(18)F-Fluorodeoxyglucose positron emission tomography may not visualize radiation pneumonitis

BACKGROUND: Radiation pneumonitis is a common and potentially fatal complication of radiotherapy (RT). Some patients with radiation pneumonitis show increases in uptake of fluorodeoxyglucose (FDG) on positron emission tomography (PET), but others do not. The exact relationship between radiation pneumonitis and (18)F-FDG PET findings remains controversial. METHODS: We used an animal model of radiation pneumonitis involving both radiation and simulated bacterial infection in Wistar rats. Treatment groups (10 rats/group) were as follows: control, RT-only, lipopolysaccharide (LPS)-only, and RT+LPS. All rats had micro-PET scans at 7 weeks after RT (or sham).
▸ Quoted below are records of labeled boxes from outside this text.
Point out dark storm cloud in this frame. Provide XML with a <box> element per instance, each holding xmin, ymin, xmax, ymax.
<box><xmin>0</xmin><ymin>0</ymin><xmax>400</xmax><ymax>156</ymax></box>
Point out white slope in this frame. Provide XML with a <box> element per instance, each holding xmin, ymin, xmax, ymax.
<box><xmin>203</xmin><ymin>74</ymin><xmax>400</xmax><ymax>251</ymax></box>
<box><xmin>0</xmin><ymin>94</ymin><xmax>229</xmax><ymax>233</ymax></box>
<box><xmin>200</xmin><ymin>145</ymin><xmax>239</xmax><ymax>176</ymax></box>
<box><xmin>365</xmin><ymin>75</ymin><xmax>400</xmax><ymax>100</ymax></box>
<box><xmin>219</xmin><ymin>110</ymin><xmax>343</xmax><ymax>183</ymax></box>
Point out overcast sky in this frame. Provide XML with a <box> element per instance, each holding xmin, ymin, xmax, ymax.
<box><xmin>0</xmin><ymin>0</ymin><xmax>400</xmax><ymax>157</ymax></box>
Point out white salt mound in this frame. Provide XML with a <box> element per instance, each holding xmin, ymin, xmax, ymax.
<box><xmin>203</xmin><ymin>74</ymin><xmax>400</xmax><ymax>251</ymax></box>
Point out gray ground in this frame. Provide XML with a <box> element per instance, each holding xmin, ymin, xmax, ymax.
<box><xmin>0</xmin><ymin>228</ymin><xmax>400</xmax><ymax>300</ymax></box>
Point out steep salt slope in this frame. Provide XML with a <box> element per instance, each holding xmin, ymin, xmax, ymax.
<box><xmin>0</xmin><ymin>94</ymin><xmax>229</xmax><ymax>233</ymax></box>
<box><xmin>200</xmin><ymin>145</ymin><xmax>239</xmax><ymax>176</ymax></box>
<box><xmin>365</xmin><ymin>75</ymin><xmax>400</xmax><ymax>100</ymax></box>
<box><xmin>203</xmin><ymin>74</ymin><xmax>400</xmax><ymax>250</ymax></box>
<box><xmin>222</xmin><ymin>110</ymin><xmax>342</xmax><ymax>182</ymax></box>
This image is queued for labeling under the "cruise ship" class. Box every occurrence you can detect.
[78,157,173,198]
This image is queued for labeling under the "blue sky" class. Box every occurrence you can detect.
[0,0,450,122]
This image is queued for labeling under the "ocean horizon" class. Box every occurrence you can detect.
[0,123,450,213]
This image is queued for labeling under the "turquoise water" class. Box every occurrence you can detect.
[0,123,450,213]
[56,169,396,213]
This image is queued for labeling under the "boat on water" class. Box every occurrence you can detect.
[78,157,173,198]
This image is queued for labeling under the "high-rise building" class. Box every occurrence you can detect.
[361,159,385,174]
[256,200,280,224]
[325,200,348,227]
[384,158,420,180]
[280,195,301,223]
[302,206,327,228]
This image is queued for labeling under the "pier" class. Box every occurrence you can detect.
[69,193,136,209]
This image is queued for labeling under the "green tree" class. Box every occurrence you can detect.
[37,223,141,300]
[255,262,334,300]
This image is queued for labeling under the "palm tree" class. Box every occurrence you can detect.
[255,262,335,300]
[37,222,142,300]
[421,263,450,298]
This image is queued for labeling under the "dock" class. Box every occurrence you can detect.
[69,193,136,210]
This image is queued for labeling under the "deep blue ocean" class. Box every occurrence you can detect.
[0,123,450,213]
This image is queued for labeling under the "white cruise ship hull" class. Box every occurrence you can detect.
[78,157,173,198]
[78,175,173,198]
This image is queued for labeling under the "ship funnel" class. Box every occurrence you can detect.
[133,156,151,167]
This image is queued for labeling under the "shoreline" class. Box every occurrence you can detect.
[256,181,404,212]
Histologic, immunohistochemical, and biochemical analyses were performed to evaluate potential mechanisms. RESULTS: Irradiated rats had developed radiation pneumonitis at 7 weeks after RT based on pathology and CT scans. Maximum and mean standardized uptake values (SUV(max) and SUV(mean)) at that time were significantly increased in the LPS group (P < 0.001 for both) and the RT+LPS group (P < 0.001 for both) relative to control, but were not different in the RT-only group (P = 0.156 SUV(max) and P = 0.304 SUV(mean)). The combination of RT and LPS increased the expression of the aerobic glycolysis enzyme PKM2 (P < 0.001) and the glucose transporter GLUT1 (P = 0.004) in lung tissues. LPS alone increased the expression of PKM2 (P = 0.018), but RT alone did not affect PKM2 (P = 0.270) or GLUT1 (P = 0.989). CONCLUSIONS: Aseptic radiation pneumonitis could not be accurately assessed by (18)F-FDG PET, but was visualized after simulated bacterial infection via LPS. The underlying mechanism of the model of bacterial infection causing increased FDG uptake may be the Warburg effect.